Please note that starting the application the first time might take a while.

To fix the security warning, right-click on the application icon in the Finder, and then select in the popup menu "Open". Next, you will see this message:

Select "Open" and then it will take a few seconds before the app starts. The security warning will now not appear anymore for this app and the application should start up quickly.

Windows

The following message will appear when you start the installer.

Click on "More info", and the following message will appear.

Click on "Run anyway" to start the installer.

Transcription speed

Tables 1 and 2 provide some indication of how long it takes for different Whisper implementations in Speech2Text (v2.2.2) to generate captions (VTT file) for a 19-minute audio recording (times based on 2nd run).
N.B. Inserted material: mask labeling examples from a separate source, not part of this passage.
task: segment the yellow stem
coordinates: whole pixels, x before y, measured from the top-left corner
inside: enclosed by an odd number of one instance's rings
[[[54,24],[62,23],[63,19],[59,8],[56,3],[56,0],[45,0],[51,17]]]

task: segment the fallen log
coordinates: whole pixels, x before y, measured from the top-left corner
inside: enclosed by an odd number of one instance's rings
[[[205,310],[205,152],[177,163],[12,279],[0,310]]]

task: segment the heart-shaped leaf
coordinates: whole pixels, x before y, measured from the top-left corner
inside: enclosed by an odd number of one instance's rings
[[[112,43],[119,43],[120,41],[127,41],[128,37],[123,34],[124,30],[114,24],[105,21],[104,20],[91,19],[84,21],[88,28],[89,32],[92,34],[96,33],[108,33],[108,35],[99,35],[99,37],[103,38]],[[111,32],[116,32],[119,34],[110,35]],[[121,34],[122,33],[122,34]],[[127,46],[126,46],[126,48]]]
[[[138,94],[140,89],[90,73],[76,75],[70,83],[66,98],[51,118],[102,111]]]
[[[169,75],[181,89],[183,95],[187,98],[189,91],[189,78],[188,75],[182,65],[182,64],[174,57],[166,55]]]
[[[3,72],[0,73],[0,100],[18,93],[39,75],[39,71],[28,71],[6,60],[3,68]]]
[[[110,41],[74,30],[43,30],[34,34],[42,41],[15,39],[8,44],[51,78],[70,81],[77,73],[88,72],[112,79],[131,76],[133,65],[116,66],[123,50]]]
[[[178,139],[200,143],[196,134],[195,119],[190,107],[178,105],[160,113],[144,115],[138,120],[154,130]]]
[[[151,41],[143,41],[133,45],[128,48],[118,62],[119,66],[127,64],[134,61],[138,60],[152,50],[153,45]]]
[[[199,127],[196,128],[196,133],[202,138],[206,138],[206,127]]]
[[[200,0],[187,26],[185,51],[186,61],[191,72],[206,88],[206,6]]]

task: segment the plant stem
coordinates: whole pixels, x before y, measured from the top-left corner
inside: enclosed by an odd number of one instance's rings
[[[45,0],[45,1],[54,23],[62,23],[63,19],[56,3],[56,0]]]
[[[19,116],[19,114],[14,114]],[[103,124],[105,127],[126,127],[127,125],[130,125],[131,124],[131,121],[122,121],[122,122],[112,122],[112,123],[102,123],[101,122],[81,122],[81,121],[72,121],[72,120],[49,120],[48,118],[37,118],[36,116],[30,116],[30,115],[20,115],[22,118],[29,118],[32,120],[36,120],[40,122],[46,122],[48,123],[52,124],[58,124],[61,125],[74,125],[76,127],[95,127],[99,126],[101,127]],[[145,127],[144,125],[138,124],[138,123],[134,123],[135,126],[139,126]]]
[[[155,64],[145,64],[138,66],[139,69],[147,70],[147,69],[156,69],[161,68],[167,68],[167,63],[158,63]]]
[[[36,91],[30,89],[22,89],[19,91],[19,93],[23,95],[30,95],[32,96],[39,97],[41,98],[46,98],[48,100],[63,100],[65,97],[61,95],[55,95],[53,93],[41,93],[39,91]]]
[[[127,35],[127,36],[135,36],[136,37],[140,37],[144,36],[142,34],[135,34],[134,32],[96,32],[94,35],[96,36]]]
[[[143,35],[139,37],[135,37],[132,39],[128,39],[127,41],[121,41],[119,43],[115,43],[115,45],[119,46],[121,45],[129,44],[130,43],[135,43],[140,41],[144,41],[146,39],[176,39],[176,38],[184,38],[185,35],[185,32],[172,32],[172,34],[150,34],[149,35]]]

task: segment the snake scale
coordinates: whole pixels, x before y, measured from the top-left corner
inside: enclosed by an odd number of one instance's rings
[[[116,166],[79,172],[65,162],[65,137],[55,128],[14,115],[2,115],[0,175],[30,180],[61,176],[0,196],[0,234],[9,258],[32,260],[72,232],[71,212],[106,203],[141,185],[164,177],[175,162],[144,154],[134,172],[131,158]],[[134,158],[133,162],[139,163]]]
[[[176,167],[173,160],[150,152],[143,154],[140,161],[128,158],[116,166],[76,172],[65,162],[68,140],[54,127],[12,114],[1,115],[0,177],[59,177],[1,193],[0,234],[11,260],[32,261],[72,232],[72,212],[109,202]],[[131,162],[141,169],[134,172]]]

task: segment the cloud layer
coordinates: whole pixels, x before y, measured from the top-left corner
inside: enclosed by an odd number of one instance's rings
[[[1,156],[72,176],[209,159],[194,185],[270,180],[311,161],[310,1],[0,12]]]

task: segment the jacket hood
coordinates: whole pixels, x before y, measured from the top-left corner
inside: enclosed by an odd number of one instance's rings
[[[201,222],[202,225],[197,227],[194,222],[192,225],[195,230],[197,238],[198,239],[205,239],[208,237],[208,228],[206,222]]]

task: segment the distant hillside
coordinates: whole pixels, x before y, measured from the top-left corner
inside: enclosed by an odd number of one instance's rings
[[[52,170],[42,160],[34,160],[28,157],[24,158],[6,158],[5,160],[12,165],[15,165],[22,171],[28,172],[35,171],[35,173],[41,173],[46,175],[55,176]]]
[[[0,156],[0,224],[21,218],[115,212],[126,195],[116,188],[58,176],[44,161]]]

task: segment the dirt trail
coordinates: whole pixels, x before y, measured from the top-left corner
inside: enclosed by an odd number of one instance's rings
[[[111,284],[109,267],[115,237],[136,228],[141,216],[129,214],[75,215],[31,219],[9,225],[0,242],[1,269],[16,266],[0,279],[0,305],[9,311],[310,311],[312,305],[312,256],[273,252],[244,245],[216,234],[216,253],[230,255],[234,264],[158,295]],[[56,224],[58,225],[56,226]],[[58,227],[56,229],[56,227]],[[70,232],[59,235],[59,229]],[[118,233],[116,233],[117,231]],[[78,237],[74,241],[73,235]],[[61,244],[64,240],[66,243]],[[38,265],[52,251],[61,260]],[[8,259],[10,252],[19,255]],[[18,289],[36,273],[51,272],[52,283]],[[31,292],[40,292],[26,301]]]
**Table 1**. Comparison between whisper, mlx-whisper, whisper.cpp and faster-whisper (base model).
	MacBook Pro (M1 Max)^a	PC (i9 + RTX A4000)^b
whisper	4m15s	2m49s
MLX whisper	13s	NA
whisper.cpp (CPU)	NA	1m33s
whisper.cpp (CUDA)	NA	22s
whisper.cpp (Metal)	22s	NA
faster-whisper (CPU, int8)	59s
^a14" MacBook Pro (macOS 15.1.1, 32 GB, M1 Max, 24 GPU cores). ^bThinkStation P360 (Windows 11, 32 GB, Intel i9 12th gen, RTX A4000).

**Table 2**. Comparison between whisper, mlx-whisper, whisper.cpp and faster-whisper (large-v2 model).
	MacBook Pro (M1 Max)^a	PC (i9 + RTX A4000)^b
whisper
MLX whisper	1m31s	NA
whisper.cpp (CPU)	NA	21m17s
whisper.cpp (CUDA)	NA	1m51s
whisper.cpp (Metal)	3m50s	NA
faster-whisper (CPU, int8)
^a14" MacBook Pro (macOS 15.1.1, 32 GB, M1 Max, 24 GPU cores). ^bThinkStation P360 (Windows 11, 32 GB, Intel i9 12th gen, RTX A4000).

Install FFmpeg

Instructions how to install FFmpeg can be found in the sections below.

macOS

Open the Terminal in macOS.

If you have not yet installed Homebrew (brew) on your computer, follow the instruction on this website: https://brew.sh

Next, enter the following command to install FFmpeg.

%brew install ffmpeg

Windows

You can use Scoop or Chocolatey to install FFmpeg on Windows.

Open the PowerShell Terminal in Windows.

Scoop

If you have not yet installed scoop on your computer, follow the instruction on this website: https://scoop.sh

Next, enter the following command to install FFmpeg.

>scoop install ffmpeg

Chocolatey

If you have not yet installed Chocolatey on your computer, follow the instruction on this website: https://community.chocolatey.org

Next, enter the following command to install FFmpeg.

>choco install ffmpeg

Source code

The source code is available at https://github.com/waltervanheuven/speech2text.

If you have any questions, contact Walter van Heuven

Known issues

OpenAI's whisper and mlx-whisper require that FFmpeg is installed.